The origin is from the late 19th-century Greek word kheir (‘hand’) and is one of the easiest demonstrations of the concept. Although a person’s hands may appear virtually identical, if they were switched, the outcome would be very different. Amino acids and sugars are the chiral building blocks of larger molecules such as peptides, proteins, and nucleic acids. Therefore, those polymers, in turn, are chiral as well.1 Molecules with chiral centers may have a different therapeutic impact, and this guides the need to test and control chiral purity. The effects of chiral impurities can result in horrific outcomes, as evidenced by the infamous birth defects associated with Thalidomide2 or as benign as Aspartame and sugars (the D/L sugars) that, when superimposed, can create different taste sensations (sweet versus sour, etc.) or metabolic activity. Each chiral center can generate two enantiomers. “Enantiomers or optical isomers are chiral molecules which are non-superimposable mirror images of each other,”3 and multiple chiral centers can generate diastereomers (non-mirror image isomers).   

Determining Purity
HPLC has been the primary technique for determining chiral purity, with gas chromatography used occasionally. Measurement of optical rotation is a legacy technique that is fast but not as accurate. Historically, HPLC methods used under normal phase conditions could limit the type of molecules that could be analyzed. However, now modern chiral columns are compatible with reverse phase conditions.  

Simulated Moving Bed (SMB) Chromatography as an Option for Chiral Purity Analysis
Do you have a partner for chiral separations? AMPAC Analytical has the expertise in performing chiral purity testing, along with the equipment and techniques. Additionally, our parent company, AMPAC Fine Chemicals, has decades of experience conducting chromatographic separations at a commercial scale in a highly regulated environment. Our services include SMB screening, method development, proof-of-concept demonstration, and production. We operate the largest CGMP Simulated Moving Bed (SMB) chromatography unit in the United States.

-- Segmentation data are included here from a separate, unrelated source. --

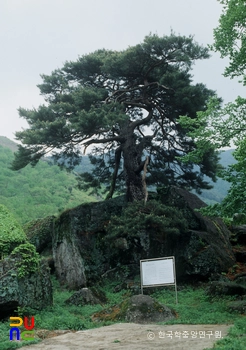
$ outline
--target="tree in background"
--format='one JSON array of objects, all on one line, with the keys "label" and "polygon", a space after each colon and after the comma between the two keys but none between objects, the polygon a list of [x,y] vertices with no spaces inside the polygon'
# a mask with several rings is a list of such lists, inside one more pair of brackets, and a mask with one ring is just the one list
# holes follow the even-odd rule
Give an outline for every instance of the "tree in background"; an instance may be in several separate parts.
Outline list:
[{"label": "tree in background", "polygon": [[[238,77],[246,85],[246,3],[244,0],[221,0],[223,4],[219,26],[214,29],[212,49],[221,57],[229,58],[224,75]],[[221,205],[208,207],[210,215],[231,217],[233,213],[246,213],[246,99],[237,97],[234,102],[220,108],[220,101],[211,98],[208,108],[199,112],[197,119],[181,118],[181,125],[190,130],[196,139],[197,149],[190,153],[187,161],[198,160],[211,144],[215,149],[236,145],[236,164],[221,171],[220,176],[231,183],[227,197]]]},{"label": "tree in background", "polygon": [[195,120],[214,95],[192,85],[190,74],[195,60],[208,57],[192,37],[149,35],[124,51],[98,50],[42,75],[46,104],[19,109],[29,128],[16,133],[23,146],[13,169],[50,152],[73,168],[81,151],[94,146],[95,169],[84,179],[106,183],[108,198],[123,181],[128,200],[146,199],[147,165],[148,184],[209,188],[203,177],[215,180],[218,156],[207,147],[197,166],[183,162],[180,156],[196,145],[178,122],[180,115]]}]

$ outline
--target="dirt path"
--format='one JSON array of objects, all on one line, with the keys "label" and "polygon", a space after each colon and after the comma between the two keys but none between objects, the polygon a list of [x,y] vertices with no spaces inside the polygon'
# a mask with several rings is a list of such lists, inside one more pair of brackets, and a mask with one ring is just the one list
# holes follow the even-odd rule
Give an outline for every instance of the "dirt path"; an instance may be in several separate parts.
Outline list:
[{"label": "dirt path", "polygon": [[225,337],[230,325],[140,325],[117,323],[45,339],[25,350],[203,350]]}]

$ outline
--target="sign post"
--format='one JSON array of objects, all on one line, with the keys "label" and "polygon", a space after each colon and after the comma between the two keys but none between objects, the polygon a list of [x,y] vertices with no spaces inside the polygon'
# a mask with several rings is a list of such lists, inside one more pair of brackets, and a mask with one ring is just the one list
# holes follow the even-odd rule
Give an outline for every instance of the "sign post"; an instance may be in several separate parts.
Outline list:
[{"label": "sign post", "polygon": [[163,285],[174,285],[176,292],[176,303],[178,303],[175,258],[140,260],[141,291],[146,287],[158,287]]}]

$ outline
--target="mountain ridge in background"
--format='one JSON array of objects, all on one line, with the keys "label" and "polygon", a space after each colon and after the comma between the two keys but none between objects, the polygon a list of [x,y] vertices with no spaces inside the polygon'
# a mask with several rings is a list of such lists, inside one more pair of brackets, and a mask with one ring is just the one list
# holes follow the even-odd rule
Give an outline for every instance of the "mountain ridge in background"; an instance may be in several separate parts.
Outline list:
[{"label": "mountain ridge in background", "polygon": [[[83,192],[76,188],[77,180],[73,173],[60,170],[51,162],[39,162],[36,167],[30,165],[19,171],[10,170],[18,144],[5,136],[0,136],[0,203],[11,210],[22,223],[55,215],[58,212],[79,204],[95,201],[90,191]],[[221,152],[222,166],[235,163],[233,149]],[[88,156],[84,156],[81,165],[76,169],[90,172],[92,166]],[[209,178],[207,178],[210,181]],[[207,204],[220,203],[227,195],[230,184],[220,178],[210,181],[211,190],[203,190],[199,197]]]}]

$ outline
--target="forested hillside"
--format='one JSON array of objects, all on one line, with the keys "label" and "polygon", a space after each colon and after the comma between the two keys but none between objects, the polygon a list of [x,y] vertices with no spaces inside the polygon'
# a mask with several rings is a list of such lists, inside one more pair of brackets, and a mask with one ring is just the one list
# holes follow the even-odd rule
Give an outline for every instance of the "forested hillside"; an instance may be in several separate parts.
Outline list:
[{"label": "forested hillside", "polygon": [[[1,137],[0,143],[2,141],[14,149],[14,142]],[[96,200],[76,188],[73,174],[47,161],[41,161],[35,168],[28,165],[12,171],[9,167],[14,154],[7,147],[0,145],[0,204],[13,212],[21,223]]]},{"label": "forested hillside", "polygon": [[[42,161],[36,167],[28,165],[22,170],[10,170],[14,159],[16,143],[6,137],[0,137],[0,204],[4,204],[15,214],[21,223],[32,219],[57,214],[96,197],[76,188],[77,181],[73,173],[61,171],[58,166]],[[221,153],[220,163],[223,166],[235,160],[233,150]],[[87,157],[76,171],[90,171]],[[218,179],[211,190],[204,190],[200,196],[208,204],[221,202],[229,189],[229,183]]]},{"label": "forested hillside", "polygon": [[[229,149],[226,151],[221,152],[220,154],[220,164],[223,167],[227,167],[230,164],[235,163],[235,159],[232,155],[234,149]],[[207,181],[210,181],[209,178],[207,178]],[[210,181],[213,188],[211,190],[203,190],[202,194],[199,196],[204,202],[207,204],[215,204],[220,203],[225,196],[227,195],[227,192],[230,188],[230,184],[227,181],[224,181],[220,178],[216,181],[216,183]]]}]

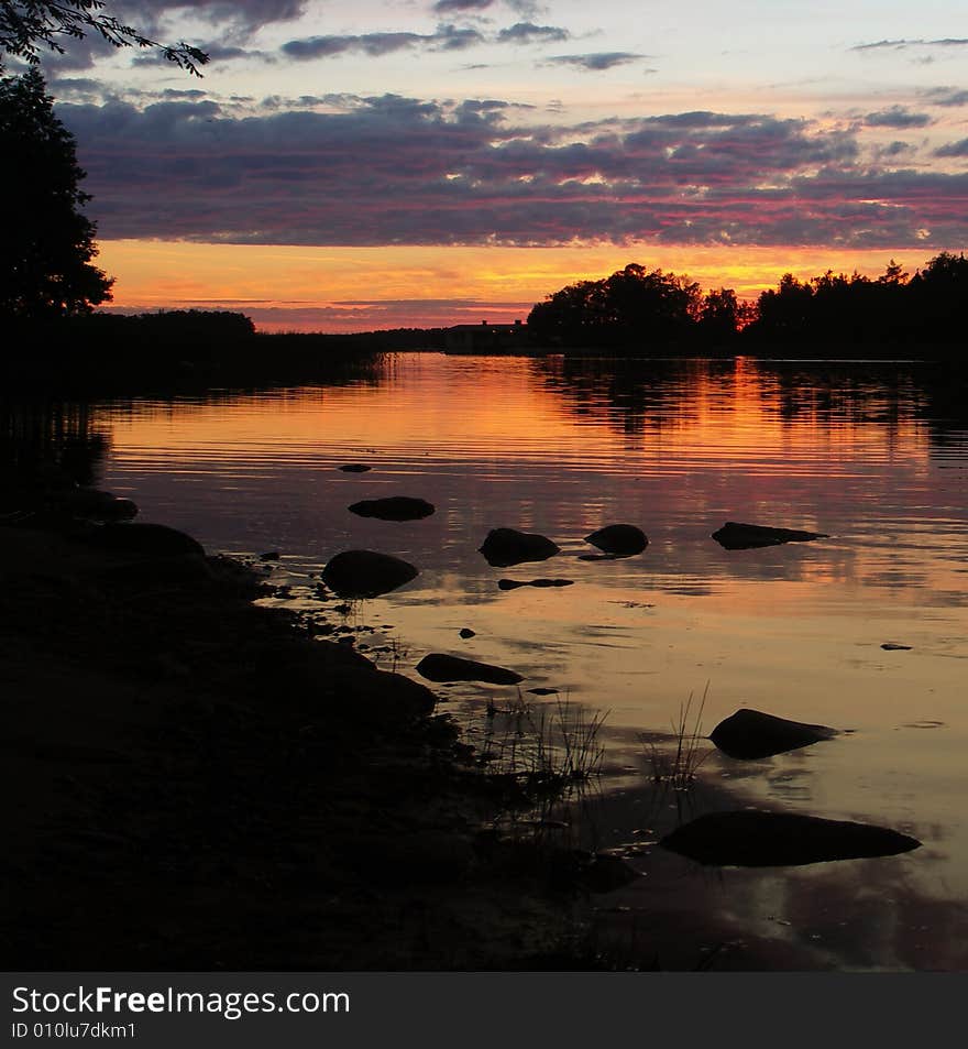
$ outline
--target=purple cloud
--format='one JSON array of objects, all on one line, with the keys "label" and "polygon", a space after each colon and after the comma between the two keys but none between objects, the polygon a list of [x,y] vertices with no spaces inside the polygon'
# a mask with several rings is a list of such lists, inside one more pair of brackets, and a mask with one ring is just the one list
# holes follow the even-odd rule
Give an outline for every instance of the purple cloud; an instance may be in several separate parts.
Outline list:
[{"label": "purple cloud", "polygon": [[868,113],[864,122],[868,128],[925,128],[933,121],[927,113],[913,113],[905,106],[891,106]]},{"label": "purple cloud", "polygon": [[497,34],[501,44],[547,44],[570,39],[568,30],[557,25],[535,25],[534,22],[516,22]]},{"label": "purple cloud", "polygon": [[925,229],[943,244],[968,236],[968,173],[894,168],[890,150],[861,150],[860,128],[755,113],[531,125],[501,99],[320,100],[327,111],[244,118],[182,98],[58,111],[105,238],[899,248],[923,247]]},{"label": "purple cloud", "polygon": [[634,54],[629,51],[600,51],[588,55],[553,55],[547,61],[554,65],[576,66],[579,69],[597,73],[603,69],[613,69],[615,66],[628,65],[630,62],[638,62],[640,58],[648,57],[650,56]]}]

These technologies and expertise are part of a one-stop shop (from 10-millimeter columns up to 1000mm). Our SMB processes can be developed in a few weeks and are easily scalable. In many cases, scale-up from gram to multi-ton quantities can be achieved in fewer than six months. Our facilities include kilo-scale and pilot-scale units to support smaller quantities, also under CGMP conditions. The SMB facilities have been inspected and approved by the FDA for the manufacturing of APIs. AFC has registered four products with regulatory authorities (FDA/EMA) using SMB technology. Along with chiral separations, we can also perform the separation of diastereomers & regioisomers. 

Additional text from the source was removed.